テンペラ、フレスコは油画登場以前の「古典画法」であるが、それらは、油彩のような遅乾素材ではないので、微妙で繋がりのあるトーン(調子、グラデーション)がつけられない。トーンがつけられなければ立体感も出せない。ハッチングはこのトーンづけと立体感の表現を同時に解決するため、油性メデュームとの混合技法などとともに先達が開拓した、「素材と関連した技法」なのである。線の集合なので下手をすれば今日の劇画、漫画のようになる。線を感じさせないくらいのハイテクニックが必要なのである。
油彩の「ボカシ」効果はこのハッチングを無用にした。とりわけそれはその後のリアリズム表現に決定的進歩をもたらした。 なお、「絵画」は広く英語では「ペインティング=painting」と訳されるが、これは「ベタ塗り」の概念として捉えた方が適当で、だとすると印象派以降の絵画には適用されるが、ハッチングは勿論、古典主義油彩も「べタ塗り」ではないのでフランス語の「タブロー=tableau」の方が適当であろう。

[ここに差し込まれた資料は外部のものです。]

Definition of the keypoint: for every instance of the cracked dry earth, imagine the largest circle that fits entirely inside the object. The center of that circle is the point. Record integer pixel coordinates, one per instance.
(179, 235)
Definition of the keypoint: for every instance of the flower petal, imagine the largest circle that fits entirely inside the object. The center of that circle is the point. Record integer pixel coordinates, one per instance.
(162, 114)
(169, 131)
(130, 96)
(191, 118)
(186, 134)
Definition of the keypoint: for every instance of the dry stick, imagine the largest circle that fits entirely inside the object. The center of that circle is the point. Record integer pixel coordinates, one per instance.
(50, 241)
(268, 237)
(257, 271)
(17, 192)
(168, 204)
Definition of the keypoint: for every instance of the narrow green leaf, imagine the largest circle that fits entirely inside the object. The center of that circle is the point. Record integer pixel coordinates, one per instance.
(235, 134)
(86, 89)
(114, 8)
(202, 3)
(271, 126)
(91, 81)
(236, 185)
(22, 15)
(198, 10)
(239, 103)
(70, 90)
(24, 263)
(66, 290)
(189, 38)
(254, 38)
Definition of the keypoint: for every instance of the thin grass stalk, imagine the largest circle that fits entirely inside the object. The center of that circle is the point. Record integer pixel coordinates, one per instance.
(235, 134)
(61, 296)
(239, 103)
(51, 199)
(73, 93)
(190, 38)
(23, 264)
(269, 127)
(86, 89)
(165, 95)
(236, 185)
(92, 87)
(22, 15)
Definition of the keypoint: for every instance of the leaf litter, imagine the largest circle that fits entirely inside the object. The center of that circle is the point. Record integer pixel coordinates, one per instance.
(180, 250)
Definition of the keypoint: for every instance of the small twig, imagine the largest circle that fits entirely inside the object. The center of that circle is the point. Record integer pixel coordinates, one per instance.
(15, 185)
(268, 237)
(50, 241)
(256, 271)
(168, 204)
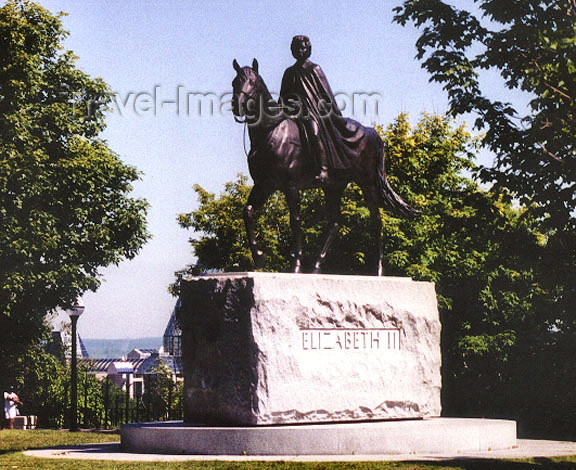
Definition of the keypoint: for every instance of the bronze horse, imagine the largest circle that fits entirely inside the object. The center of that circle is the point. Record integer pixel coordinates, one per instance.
(278, 160)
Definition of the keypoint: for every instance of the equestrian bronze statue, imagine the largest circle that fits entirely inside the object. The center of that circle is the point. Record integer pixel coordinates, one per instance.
(284, 147)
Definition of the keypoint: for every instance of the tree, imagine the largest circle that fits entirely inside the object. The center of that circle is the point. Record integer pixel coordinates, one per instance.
(485, 256)
(65, 209)
(528, 46)
(163, 397)
(531, 44)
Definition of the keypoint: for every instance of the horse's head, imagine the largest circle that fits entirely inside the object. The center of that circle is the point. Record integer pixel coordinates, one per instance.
(246, 86)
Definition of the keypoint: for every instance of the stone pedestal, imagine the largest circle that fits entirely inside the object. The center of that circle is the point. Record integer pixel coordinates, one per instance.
(263, 348)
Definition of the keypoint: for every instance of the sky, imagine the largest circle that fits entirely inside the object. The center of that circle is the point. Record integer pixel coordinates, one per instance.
(153, 54)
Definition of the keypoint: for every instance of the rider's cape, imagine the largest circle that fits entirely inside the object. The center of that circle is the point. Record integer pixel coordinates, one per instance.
(306, 95)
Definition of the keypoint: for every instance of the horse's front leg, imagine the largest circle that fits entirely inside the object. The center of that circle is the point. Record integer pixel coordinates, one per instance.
(256, 200)
(293, 201)
(333, 197)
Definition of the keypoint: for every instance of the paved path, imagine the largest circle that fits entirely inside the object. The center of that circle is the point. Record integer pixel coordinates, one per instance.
(525, 449)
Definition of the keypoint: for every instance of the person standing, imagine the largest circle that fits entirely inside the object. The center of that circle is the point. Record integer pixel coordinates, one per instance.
(11, 401)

因みに素材と関連する技法といえば、この逆の速乾素材に関して「ウェット・イン・ウェット」という技法がある。これは水彩画など下地がまだ乾かないうちに素早く色を重ねることでボカシや滲みの効果を生み出すというもので、この「タイミング」にこの技法の技法たる所以がある。それは乾きの遅い油彩では当たり前の話であるし、仮にらしきことを行っても効果は違うので油彩では意味が全く違う。
Ψ筆者模写 コロー作「ナポリ浜の思い出」 M20 油彩

さらに油彩の特質として、塗り重ね等による上層と下層の相乗効果により色面に得も言われぬ深みや味わいをもたらすということがある。これは油性メデュームで練られた油絵具や顔料自体に、透明、不透明の差異があるということ、したがってその被覆力や透層力に応じたヴァリエーション、下層の乾き具合との関係や媒材の調合加減、ペインティングナイフの併用、塗り重ねによる厚塗り、ナイフなどでこそぎ取る「引き算」画法、などマティエールの処理上の多様な可能性などによる。なお、グラシという技法はグレーズ、ラズール、透層などと呼ばれ「おつゆ描き」と原理は同様で、画面に深みを与えたりマティエールを浮き立たせたりの効果はあるが、これもその効果や全体のトーン(調子)の落差、バランス等を考慮して慎重に行う必要があり、ニス塗りなどと同様ただ闇雲にやればよいというものではない。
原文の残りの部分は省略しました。